Adorno emphasizes the "dual aspect of self-reflexivity", which for
Kant establishes the foundation of experience and prevents
transgressing its boundaries into the Absolute. (7) But this raises a
new question: how can reason criticize itself? Kant approached this
in a straightforward way, while a problem was created for
post-Kantians, who criticized Kant himself. Kant criticized Locke's
"physiology of reason", while having no problem with reason's ability
to take itself as an object of scrutiny. (7) Central to Kant is the
confidence he places in mathematical natural science to take the
place of a priori metaphysics. (8) He poses the question: how (not
whether) synthetic a priori judgments are possible? This is key to
Kant's whole philosophy?
Here Adorno interjects a general statement on the study of
philosophy.
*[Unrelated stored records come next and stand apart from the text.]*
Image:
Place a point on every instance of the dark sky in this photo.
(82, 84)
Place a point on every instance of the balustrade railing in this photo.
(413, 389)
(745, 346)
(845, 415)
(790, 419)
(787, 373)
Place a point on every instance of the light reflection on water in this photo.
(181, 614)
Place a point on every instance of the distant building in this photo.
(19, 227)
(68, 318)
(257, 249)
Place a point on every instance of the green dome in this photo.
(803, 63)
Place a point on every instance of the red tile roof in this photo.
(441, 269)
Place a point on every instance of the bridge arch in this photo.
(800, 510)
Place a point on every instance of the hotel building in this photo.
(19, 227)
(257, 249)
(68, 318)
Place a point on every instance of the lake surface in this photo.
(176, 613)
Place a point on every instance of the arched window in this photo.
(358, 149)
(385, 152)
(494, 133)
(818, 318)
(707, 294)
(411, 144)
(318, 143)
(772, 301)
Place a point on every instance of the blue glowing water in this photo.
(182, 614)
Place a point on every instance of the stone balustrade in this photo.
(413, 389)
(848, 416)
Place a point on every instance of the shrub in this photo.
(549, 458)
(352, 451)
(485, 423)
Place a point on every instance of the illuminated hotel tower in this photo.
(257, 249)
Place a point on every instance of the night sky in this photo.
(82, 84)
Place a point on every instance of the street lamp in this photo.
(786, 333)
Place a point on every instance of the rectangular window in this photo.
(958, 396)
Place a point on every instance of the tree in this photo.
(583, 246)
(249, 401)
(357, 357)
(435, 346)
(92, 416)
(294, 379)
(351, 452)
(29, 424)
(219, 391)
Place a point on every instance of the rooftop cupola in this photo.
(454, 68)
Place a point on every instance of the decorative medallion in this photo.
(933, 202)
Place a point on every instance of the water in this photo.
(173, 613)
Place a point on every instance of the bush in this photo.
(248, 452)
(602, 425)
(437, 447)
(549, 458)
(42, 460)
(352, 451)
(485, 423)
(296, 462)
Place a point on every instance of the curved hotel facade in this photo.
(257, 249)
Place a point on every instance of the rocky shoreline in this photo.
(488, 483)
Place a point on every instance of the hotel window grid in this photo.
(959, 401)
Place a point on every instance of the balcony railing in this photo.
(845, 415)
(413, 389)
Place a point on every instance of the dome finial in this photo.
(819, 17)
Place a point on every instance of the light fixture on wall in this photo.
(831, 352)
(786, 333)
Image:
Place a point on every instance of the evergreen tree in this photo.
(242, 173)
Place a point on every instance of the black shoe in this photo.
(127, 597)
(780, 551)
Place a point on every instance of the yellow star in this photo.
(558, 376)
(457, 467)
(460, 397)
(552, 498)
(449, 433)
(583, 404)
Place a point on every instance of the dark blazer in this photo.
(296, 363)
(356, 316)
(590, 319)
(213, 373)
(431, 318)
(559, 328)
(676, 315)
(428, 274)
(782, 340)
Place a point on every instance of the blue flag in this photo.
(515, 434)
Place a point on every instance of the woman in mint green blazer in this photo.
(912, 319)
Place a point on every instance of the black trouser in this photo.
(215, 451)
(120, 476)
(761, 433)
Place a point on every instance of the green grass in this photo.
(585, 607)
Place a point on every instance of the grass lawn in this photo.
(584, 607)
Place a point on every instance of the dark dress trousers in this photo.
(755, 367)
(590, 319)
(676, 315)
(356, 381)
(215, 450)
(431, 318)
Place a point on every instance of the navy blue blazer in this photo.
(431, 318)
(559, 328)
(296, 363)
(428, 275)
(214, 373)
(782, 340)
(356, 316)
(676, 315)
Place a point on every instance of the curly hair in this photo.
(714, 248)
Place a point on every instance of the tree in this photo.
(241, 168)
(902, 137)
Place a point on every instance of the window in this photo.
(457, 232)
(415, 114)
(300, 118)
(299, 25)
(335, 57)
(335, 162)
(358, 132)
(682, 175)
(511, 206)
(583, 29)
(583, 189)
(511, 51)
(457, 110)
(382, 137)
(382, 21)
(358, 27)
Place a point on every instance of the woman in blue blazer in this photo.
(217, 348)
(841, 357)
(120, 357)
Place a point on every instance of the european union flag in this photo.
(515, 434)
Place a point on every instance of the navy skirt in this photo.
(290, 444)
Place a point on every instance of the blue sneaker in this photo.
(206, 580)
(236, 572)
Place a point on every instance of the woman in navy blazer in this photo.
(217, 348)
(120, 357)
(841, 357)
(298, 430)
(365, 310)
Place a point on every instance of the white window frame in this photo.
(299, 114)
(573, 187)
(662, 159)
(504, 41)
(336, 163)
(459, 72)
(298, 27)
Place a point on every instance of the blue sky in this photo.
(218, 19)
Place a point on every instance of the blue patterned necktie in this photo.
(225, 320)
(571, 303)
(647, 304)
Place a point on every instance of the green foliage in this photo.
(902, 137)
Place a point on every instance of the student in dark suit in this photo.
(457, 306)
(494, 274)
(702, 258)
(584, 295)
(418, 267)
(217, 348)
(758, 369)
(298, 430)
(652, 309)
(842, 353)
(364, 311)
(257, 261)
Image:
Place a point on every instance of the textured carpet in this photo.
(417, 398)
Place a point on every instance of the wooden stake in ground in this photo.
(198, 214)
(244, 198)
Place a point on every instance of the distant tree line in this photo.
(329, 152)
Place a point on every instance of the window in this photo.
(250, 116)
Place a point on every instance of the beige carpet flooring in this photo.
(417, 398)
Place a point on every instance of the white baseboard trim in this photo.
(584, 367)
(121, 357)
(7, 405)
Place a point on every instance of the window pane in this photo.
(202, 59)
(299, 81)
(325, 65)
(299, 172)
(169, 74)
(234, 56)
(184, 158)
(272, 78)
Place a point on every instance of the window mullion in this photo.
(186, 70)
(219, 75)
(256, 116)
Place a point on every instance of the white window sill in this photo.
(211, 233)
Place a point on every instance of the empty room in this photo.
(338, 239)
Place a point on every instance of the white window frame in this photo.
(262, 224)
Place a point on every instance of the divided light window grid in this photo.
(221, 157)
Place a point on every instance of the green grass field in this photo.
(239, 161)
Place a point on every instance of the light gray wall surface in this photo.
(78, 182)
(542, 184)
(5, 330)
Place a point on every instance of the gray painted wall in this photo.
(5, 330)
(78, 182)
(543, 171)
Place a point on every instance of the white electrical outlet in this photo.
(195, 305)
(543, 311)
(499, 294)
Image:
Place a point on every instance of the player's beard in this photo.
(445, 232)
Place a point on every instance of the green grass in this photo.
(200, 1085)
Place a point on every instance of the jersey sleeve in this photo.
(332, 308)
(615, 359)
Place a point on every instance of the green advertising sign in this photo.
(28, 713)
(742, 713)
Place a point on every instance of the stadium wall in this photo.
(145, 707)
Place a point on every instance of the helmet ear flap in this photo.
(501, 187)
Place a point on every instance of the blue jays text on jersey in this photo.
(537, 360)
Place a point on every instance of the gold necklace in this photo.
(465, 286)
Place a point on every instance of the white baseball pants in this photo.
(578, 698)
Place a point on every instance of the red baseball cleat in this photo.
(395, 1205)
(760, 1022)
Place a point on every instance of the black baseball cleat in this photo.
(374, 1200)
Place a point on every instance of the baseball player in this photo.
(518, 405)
If university courses are worth anything, it's because
philosophical texts of the past are not comprehensible on their own.
Adorno hastens to disavow a need to understand the historical context
of the work; rather, "the problems under discussion are only
comprehensible if you are familiar with certain force fields within
which philosophies may be said to move." (8)
Then Adorno defines judgement, propositions, analytic, synthetic, a
priori, a posteriori. Truth, absolutes, must be nailed down as
timeless and forever secure, a tendency characteristic of bourgeois
thought, also revealed by metaphors of commerce. (10) Kant is
quintessentially a bourgeois thinker.
Query: how does this compare to the atemporality of ancient Greek thought?